During its lifetime the company also built heavy trucks, motorcycles, bicycles, travel trailers, but finances became a crisis and in 1928 Pierce-Arrow merged with Studebaker through the Indiana company’s purchase of $5.7 million in Pierce-Arrow stock. This provided the needed funds to invest in research and new developments at the Buffalo factory, most notably a new straight-eight cylinder engine.

There is a popular misconception that Pierce-Arrow cars of this era were powered by modified Studebaker President engines probably because the new Pierce-Arrow engine blocks which used nine main bearings for the counterbalanced crankshaft were cast at Studebaker’s foundry in South Bend Indiana.  
 
The new Pierce-Arrow equipped with the largest 385-cubic inch engine fed with a single Stromberg UU-2 carburetor that developed 125 horsepower and fed through a three-speed transmission that could carry the car to 85 miles per hour attracted a lot of attention and Pierce-Arrow sales for 1929 doubled over the previous year.      

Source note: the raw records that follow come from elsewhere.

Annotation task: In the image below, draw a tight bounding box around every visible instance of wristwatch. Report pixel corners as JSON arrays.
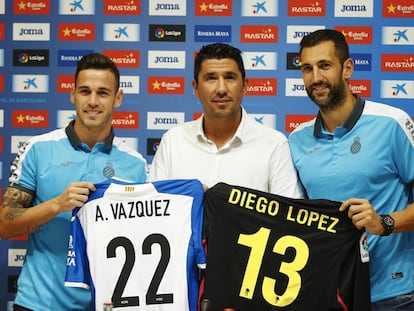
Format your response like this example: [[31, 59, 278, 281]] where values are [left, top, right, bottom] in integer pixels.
[[380, 215, 394, 236]]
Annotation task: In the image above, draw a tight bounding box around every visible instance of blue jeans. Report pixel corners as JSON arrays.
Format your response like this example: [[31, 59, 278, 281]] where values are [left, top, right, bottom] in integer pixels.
[[371, 292, 414, 311]]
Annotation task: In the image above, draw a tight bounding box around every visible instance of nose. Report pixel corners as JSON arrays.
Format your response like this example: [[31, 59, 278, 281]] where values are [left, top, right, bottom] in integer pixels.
[[89, 92, 98, 105], [216, 77, 227, 94]]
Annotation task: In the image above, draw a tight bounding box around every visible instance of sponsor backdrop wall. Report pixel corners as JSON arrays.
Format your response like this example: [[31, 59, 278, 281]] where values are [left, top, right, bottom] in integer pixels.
[[0, 0, 414, 310]]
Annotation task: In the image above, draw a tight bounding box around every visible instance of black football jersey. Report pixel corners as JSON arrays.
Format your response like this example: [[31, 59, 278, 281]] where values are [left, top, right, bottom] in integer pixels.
[[204, 183, 370, 311]]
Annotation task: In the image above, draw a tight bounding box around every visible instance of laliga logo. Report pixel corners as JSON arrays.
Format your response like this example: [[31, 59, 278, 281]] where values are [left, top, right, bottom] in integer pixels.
[[154, 28, 165, 39], [19, 53, 29, 64]]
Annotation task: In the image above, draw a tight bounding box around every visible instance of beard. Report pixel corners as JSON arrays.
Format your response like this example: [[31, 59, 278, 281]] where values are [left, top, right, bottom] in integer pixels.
[[306, 81, 346, 112]]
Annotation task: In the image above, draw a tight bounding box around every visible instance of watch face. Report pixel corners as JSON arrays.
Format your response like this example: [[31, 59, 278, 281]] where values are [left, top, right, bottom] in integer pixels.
[[383, 216, 394, 226]]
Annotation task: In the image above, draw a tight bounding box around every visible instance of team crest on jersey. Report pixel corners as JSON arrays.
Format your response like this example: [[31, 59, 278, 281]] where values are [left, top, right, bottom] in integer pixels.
[[359, 232, 369, 262], [102, 162, 115, 178], [349, 137, 361, 154]]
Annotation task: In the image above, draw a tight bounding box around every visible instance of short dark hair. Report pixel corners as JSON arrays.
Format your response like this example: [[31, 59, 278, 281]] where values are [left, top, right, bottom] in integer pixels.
[[75, 53, 120, 91], [300, 29, 349, 64], [194, 43, 246, 82]]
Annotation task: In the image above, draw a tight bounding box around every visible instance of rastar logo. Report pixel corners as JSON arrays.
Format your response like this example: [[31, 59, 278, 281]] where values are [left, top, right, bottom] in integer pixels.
[[112, 111, 139, 129], [381, 80, 414, 99], [194, 0, 233, 16], [381, 26, 414, 45], [104, 0, 141, 15], [382, 0, 414, 18], [288, 0, 326, 17], [240, 0, 278, 17], [246, 78, 277, 96], [57, 75, 75, 93], [285, 114, 315, 133], [103, 50, 139, 68], [12, 75, 49, 93], [334, 26, 372, 44], [58, 24, 95, 41], [12, 110, 49, 128], [240, 25, 278, 43], [13, 0, 50, 15], [243, 52, 277, 70], [381, 54, 414, 72], [148, 77, 185, 94], [349, 80, 371, 97]]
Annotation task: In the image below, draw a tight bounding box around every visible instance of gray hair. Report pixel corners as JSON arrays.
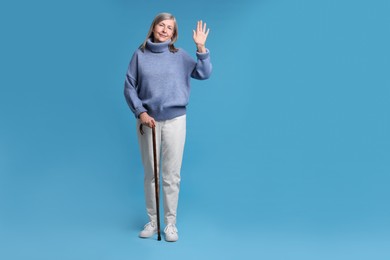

For 1930 Pierce introduced the A, B, and C models. The A was the largest and most expensive, while the C was the most economical of the three offering. Customers had multiple body styles and four wheelbases from which to select from that ranged from 132-, 134-, 139- and 144 inches. Three engine sizes were offered -the Model A used the 385 cubic-inch engine while the Model B was powered by a 365 cubic-inch while the Model C was equipped with a 340-cubic-inch 115-horsepower engine.  A pair of 1930 Pierce-Arrow automobiles displayed at the Blackhawk Museum in Danville California are beautiful examples of the automotive craftsmanship of Pierce-Arrow.
 
 


1930 Model A 7-passenger “torpedo” touring car on a 144-inch wheelbase chassis. Note the unusual orange color of the chassis.








1930 Model B 7- passenger sedan on a 139-inch wheelbase chassis.






While Pierce-Arrow’s financial prospects soared, despite the economic Depression, Studebaker’s did not and after the company filed for bankruptcy in 1933, the one-time Studebaker President and Pierce-Arrow chairman, Albert Russel Erskine, committed suicide. A group of Buffalo businessmen pooled their funding and purchased Pierce-Arrow’s assets from the bankruptcy court.
 
Unfortunately the new Pierce-Arrow Motor Corporation was on shaky financial footing from the start, and while over the next few years, the company produced some ground breaking vehicles (including a V-12 engine, vacuum boosted braking and the art deco Silver Arrow) the company became insolvent and closed in 1938 with most of the company’s remaining assets scrapped in 1942.

Surprisingly, remaining Pierce-Arrow automobiles are considerably more affordable for collectors than Duesenberg, Packard or Stutz cars of the same era.